I'm not entirely sure why but this seems a bit unethical to me. It is quite clever but maybe you should make it more clear that you are doing a survey and not actually selling your book.
The only valid signal for willingness to pay is ACTUAL WILLINGNESS TO PAY. Ideally, you'd even collect (and discard) a credit card number. Asking people to take a survey gives inaccurate results
At that point why not just sell the thing? The per unit cost of an ebook is under a penny, who cares if it sold for $6 or $9.. if they pay, give them the download.
There were a few reasons why I chose to say 'This product is not yet available yet' rather than sell it. First, I was going to do a full product launch and didn't want to release the product into the wild yet. Second, as comments stated below, if one person bought it at $100 and realized someone else bought it at $5, they would be angry. They would ask for their money back. If I were going to eventually charge $50 for the product (which I did), the people who bought it for more would be pissed.
You could give it to all your first customers for the lowest point offered. That is, they said they would pay $60 but you only charge them $20. Tell them why. Tell them this is basically an introductory price and it will go up, but because they helped you they are special. Of course, this limits the N you get for your testing, but it gets rid of the ickiness of it all.
It seems unethical because it is. Making what appears to be a genuine offer to sell at a given price then saying "haha, sorry, just wasting your time to help me but without paying you for it, I'm not selling" is unequivocally a dick move.
A/B testing prices. Never heard of that before, seems interesting. I have heard of people creating landing pages to get a mailing list of people interested.

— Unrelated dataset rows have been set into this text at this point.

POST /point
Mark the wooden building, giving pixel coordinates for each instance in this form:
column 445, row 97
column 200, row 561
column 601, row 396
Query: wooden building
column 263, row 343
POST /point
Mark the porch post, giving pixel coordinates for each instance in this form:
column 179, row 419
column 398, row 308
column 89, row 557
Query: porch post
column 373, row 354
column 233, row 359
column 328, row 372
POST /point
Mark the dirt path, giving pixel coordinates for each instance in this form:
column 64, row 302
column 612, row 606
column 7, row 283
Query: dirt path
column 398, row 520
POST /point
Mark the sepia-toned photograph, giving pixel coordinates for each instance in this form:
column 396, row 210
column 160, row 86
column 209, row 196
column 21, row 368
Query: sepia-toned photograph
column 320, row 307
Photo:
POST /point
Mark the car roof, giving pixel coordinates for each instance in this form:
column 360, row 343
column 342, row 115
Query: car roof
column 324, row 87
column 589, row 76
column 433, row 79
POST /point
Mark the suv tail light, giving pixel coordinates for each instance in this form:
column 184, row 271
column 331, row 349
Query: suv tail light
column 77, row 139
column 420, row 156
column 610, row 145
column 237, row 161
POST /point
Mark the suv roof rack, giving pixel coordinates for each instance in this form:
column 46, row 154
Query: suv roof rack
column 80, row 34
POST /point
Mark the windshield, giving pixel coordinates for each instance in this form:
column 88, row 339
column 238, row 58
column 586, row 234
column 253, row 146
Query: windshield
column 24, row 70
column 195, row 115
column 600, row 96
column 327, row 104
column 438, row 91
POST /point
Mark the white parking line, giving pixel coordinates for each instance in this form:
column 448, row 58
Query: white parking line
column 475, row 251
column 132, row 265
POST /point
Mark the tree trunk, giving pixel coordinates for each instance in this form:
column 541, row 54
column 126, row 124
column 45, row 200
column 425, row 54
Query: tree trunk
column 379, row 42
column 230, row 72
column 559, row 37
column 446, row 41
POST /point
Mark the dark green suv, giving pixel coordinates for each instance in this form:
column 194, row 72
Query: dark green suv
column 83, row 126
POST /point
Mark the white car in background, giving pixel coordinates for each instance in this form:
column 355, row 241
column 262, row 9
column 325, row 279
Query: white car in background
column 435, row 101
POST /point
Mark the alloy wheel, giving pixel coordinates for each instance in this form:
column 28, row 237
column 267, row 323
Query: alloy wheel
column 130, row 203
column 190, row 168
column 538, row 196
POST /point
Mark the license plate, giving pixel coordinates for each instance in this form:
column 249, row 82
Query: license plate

Are you collecting their email's, sending them to a page or social page to check back when your product is available?
Someone picking a higher price, and you end up pricing it lower that sounds like a plus. If someone picked lower then you actually price it, wouldn't they have been false advertised to? Unless they actually knew it was a survey up front then that seems more fair.
A/B pricing has just as good of a chance of destroying your business. Far more "everyday" users than you'd expect will Google your company for coupon codes, discount opportunities, etc. The very moment that someone sees a $20 price for them, and finds out that other people are paying $10-15 - you've just lost a customer.
People like to think they're being clever by A/B testing their prices. The fact is enough people are smart enough to figure out that their "A" slot is worse than the "B" slot you've given other people.
A/B testing prices is huge. In fact it is so common that loads of web scraping products get totally caught out with it (as ecommerce retailers tend to give the best prices to new customers, ie ones without tracking cookies set).
This actually totally broke one startup I knew (that was trying to build an API for ordering products from loads of ecommerce sites).
This goes back to the days of newspapers, classified ads, and late night infomercials detailing how you can get rich from thousands of tiny little ads. One trick was to advertise a product at a specific price, saying "Send in your check or money order for $99 to P.O. Box..." and state that delivery was in 6 to 8 weeks. If you got enough orders, then purchase the product at a bulk rate and fulfill the orders. If not, send the payments back to everyone with some apology. Rinse and repeat with different ads at different price points until you find what generates the most profit.
1. Set up Google Ads for your product to drive some traffic to an hidden web page
2. Set up A/B testing for your product with a range of different prices. I set up six web pages with prices ranging between $5 and $100.
3. When users click 'Buy now', have a page saying that the product is not available but record the number of people who clicked it.
4. Calculate which setup generated the most income.